Indeed, investment jumped a massive 512% the very next year and maintained similarly high levels until it doubled in 2021 during the biotech boom of the pandemic. But like all areas of biopharma, CGT felt the bubble burst. And in gene therapy specifically, investor nervousness pervades the conversation—especially amid the fallout of bluebird and other examples of commercialization challenges of successful therapies.

Some of the difficulty in getting the CGT space off the ground is baked into the types of diseases most treatments are currently targeting.

“Gene therapies are often difficult case studies,” BlueRock’s Ettenberg said. “They have large price points and small patient populations.” The incidence for many diseases targeted by CGT puts them squarely in the rare diseases category. Spinal muscular atrophy occurs in about one of every 10,000–20,000 births. Beta-thalassemia, which bluebird’s beti-cel therapy treats, occurs in about 1.5 of every 100,000 births.

Contrast those numbers with the cost of developing these therapies and the challenging economics of the space become clear. One recent analysis put the cost of developing a new cell or gene therapy at about $2 billion , which significantly outstrips the average cost of developing any new drug, which ranges from $100 million to $800 million.

“What we’re coming to recognize is that the initial capital to get through preclinical and manufacturing is larger than other modalities,” Ettenberg said.

Given the high investment and often small patient populations, it’s no surprise that many gene therapies have exorbinate price tags. Bluebird’s beti-cel, for instance, costs $2.8 million for one dose. And that’s not even the most expensive treatment. Orchard Therapeutics’ Lenmeldy for pediatric metachromatic leukodystrophy costs a whopping $4.25 million, while Sarepta’sElevidys costs $3.2 million. New regulatory action could help here. Analysts at Stifel noted that last week’s CGT roundtable included “plans to incentivize the reimbursement of CGT products.” These potentially include novel, innovative payment models, the group continued, “which HHS views as ROI-positive from a healthcare net-spend perspective.”

Outside of rare diseases, those in the field look for gene therapies to break into more common disease spaces, bringing more money into the space and potentially bringing down costs across the board as the field’s infrastructure improves, knowledge of how to manufacture these therapies becomes more widespread and the treatments themselves become more common.

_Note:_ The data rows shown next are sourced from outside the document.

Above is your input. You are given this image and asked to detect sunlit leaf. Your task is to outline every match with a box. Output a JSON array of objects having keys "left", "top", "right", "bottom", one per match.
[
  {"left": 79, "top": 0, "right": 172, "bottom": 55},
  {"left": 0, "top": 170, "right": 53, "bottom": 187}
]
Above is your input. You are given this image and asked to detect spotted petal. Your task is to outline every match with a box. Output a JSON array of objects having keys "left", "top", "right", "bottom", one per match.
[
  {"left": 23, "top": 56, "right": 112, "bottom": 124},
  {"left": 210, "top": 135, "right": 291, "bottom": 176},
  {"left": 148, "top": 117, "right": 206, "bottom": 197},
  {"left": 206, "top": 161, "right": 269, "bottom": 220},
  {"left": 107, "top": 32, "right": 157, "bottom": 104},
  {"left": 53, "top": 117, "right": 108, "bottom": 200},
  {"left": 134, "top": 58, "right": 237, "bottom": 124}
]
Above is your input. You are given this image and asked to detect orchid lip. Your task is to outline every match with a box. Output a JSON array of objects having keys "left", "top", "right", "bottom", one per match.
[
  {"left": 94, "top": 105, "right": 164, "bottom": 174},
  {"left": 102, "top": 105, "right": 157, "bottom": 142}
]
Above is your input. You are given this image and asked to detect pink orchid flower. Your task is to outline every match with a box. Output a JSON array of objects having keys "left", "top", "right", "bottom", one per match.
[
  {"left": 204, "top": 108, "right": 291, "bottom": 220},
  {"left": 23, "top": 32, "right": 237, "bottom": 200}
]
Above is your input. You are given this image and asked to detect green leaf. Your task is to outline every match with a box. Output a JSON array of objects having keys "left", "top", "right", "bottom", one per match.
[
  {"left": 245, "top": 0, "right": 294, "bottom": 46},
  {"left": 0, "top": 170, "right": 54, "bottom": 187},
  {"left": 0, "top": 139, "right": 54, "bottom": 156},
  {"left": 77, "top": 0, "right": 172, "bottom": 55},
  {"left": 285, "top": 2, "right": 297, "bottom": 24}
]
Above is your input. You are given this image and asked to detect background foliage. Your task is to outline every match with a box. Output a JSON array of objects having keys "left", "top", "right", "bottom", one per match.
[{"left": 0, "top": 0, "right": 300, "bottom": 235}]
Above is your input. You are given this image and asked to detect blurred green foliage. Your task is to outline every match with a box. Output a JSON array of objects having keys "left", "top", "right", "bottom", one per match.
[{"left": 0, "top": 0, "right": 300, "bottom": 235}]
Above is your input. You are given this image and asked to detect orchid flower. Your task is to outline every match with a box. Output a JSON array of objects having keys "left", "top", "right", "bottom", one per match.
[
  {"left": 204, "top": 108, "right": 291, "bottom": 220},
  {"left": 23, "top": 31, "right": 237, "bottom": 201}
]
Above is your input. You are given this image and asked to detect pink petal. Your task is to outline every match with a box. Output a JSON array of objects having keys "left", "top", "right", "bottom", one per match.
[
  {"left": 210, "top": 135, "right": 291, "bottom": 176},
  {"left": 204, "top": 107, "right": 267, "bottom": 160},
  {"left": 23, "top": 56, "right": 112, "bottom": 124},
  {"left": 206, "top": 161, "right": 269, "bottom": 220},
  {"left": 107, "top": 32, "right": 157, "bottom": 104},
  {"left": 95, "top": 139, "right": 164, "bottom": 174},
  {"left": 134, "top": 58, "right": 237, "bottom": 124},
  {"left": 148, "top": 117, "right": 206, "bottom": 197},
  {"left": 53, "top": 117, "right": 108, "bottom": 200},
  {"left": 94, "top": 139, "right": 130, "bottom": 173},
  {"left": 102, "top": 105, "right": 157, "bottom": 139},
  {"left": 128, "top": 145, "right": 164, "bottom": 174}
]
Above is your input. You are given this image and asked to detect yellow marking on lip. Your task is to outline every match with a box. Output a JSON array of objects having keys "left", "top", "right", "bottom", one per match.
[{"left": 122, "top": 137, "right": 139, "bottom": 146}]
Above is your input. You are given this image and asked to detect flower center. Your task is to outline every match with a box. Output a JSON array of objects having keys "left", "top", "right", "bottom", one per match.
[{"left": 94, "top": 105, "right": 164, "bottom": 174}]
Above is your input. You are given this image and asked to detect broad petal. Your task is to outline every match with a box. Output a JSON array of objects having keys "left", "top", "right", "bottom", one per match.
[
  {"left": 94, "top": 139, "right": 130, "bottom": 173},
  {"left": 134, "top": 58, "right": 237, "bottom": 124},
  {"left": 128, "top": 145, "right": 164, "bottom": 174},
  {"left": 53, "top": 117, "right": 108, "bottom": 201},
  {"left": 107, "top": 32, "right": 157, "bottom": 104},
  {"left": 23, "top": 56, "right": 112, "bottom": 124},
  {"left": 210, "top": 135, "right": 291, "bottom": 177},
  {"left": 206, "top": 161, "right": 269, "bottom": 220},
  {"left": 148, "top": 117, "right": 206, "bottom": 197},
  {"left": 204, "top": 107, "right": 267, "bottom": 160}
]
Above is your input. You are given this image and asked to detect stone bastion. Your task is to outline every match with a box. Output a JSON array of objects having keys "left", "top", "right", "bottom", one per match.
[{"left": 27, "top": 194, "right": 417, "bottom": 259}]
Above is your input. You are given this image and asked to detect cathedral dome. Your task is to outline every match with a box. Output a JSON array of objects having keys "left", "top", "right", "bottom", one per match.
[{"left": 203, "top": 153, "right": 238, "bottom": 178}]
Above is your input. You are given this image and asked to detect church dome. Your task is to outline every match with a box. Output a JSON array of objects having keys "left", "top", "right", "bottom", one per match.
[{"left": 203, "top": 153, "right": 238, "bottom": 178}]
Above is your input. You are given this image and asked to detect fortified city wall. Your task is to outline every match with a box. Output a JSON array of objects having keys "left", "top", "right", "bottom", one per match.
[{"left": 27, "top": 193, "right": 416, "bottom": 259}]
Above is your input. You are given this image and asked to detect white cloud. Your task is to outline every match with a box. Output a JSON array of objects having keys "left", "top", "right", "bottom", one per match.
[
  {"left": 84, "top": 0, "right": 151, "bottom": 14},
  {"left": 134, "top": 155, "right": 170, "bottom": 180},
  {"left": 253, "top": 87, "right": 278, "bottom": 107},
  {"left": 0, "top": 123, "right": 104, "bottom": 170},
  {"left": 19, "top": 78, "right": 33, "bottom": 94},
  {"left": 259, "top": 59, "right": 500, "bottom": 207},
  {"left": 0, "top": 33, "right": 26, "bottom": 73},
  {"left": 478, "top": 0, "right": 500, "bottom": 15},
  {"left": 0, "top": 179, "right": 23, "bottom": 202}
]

“My hope is that gene therapy makes inroads in oncology,” Omar Dabbous, former vice president at Novartis Gene Therapies, told BioSpace, adding that “advances in the science in oncology translates into benefits.”

The FDA’s roundtable discussion has further buoyed the sector’s spirits. “The comments from the FDA leadership are very encouraging,” Beam Therapeutics CEO John Evans told BioSpace in an email. “Accelerating cures for serious diseases is a compelling area for FDA to focus on, and they can play a pivotal leadership role in advancing some of these policy changes.”

Stephen Majors, the vice president for global communications at the Alliance for Regenerative Medicine (ARM), a cell and gene therapy advocacy group, agreed in an interview with BioSpace. “We don’t recall a time where there was this level of alignment among the highest levels of government around the promise of CGT. Stakeholders, including investors, are taking notice.”